Potere, paranoia, Federico II di Svevia e Karol Wojtyła saranno tra gli argomenti principali della puntata n. 4 del Nuovo festival capuano di scienza, filosofia, gioco e poesia (altrove detto Novissimo laboratorio euristico di filosofia, arti varie, gioco e umana armonia dell'Accademia Palasciania, o anche Quinta stagione di incontri filosofici palascianiani).

 L'appuntamento è per
domenica 27 ottobre alle 17.55 al Palazzo della Gran Guardia (Capua, piazza dei Giudici)
● con replica il lunedì alle 20.55 in sede da definire (info: 3479575971).

Tutto gratis!

P.S.: desideriamo rassicurare quanti possano aver sospettato che, nella forse troppo sintetica sintesi qui sopra, il «potere» s'intendesse relato all'imperatore e la «paranoia» al papa: non è così, assolutamente; e se così avete pensato, temiamo, quelli un po' paranoici siete voi. Ma non vi angustiate: questa puntata n. 4 servirà, fra l'altro, a proporre qualche sano antidoto alla paranoia, nel segno del ludus e dell'umana armonia.

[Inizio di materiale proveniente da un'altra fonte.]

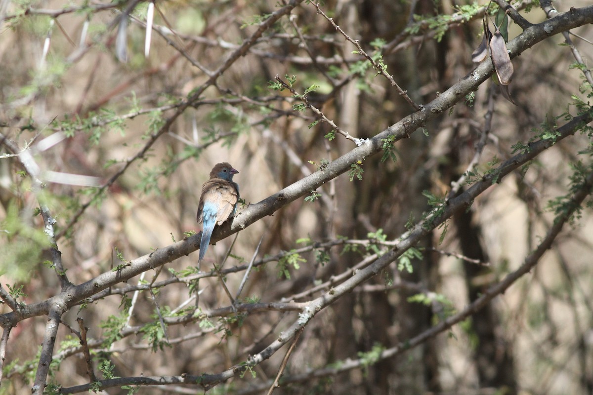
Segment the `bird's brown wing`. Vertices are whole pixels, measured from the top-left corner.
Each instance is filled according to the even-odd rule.
[[[218,207],[216,210],[216,224],[221,225],[229,219],[235,210],[239,194],[232,182],[220,178],[209,179],[202,187],[202,195],[197,208],[198,222],[203,219],[204,202],[209,201]]]

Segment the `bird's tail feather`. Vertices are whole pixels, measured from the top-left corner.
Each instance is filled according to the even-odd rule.
[[[200,240],[200,258],[199,261],[202,261],[206,255],[206,250],[208,249],[208,245],[210,244],[210,237],[212,236],[212,231],[214,230],[214,226],[216,223],[215,219],[206,220],[204,219],[203,228],[202,231],[202,240]]]

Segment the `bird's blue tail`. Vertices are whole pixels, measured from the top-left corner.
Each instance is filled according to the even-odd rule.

Un sonetto di Marco Palasciano

Oggi è il compleanno di Viola Amarelli, maggiore poetessa avellinese vivente, anzi della Campania, anzi forse del Mezzogiorno tutto, ecc. Insomma il nostro Presidente le dedica un sonetto iperbarocco. Cliccate qui se leggerlo gradite:

23 ottobre 2013

Da Pitone ai pitoni nel Tamigi

Sciamano. Uno degli argomenti principali della
lezione-spettacolo è stato il cosiddetto effetto Quesalid.
Domenica 20 ottobre si è tenuta in Capua, nel Palazzo della Gran Guardia, alla presenza di 24 partecipanti e per la durata di circa tre ore, Gnôthi seautón, Watson. Siamo tutti la figlia di Lord Hicks, la puntata n. 3 (seguita da una cena, con per chef Carolina P.) del Nuovo festival capuano di scienza, filosofia, gioco e poesia a cura dell'Accademia Palasciania (la quale ringrazia inoltre Paolo A. per l'omaggio, ricevuto a inizio evento, di una copia del poema di Giovanni Torti La torre di Capua, 1829). La sera successiva la puntata si è replicata nel Palascianeum alla presenza di 8 partecipanti, di cui 2 già presenti la domenica; ospite d'onore il cosmologo Sante Carloni (dedito principalmente a investigare la natura della gravitazione e a costruire modelli matematici descrittivi della gravità e del mondo fisico in generale; qui, se può interessarvi, l'elenco delle sue pubblicazioni).

La puntata n. 4 e relativa replica si terranno – sempre gratis – l'una domenica 27 ottobre alle ore 17.55 nel Palazzo della Gran Guardia (Capua, piazza dei Giudici), sede dell'Associazione Pro Loco, e l'altra lunedì 28 ottobre in altra sede, la cui ubicazione potrà essere conosciuta dalle persone interessate – come pure l'orario preciso, probabilmente le 21.30 – telefonando o inviando un sms al 3479575971, o contattando Marco Palasciano in facebook.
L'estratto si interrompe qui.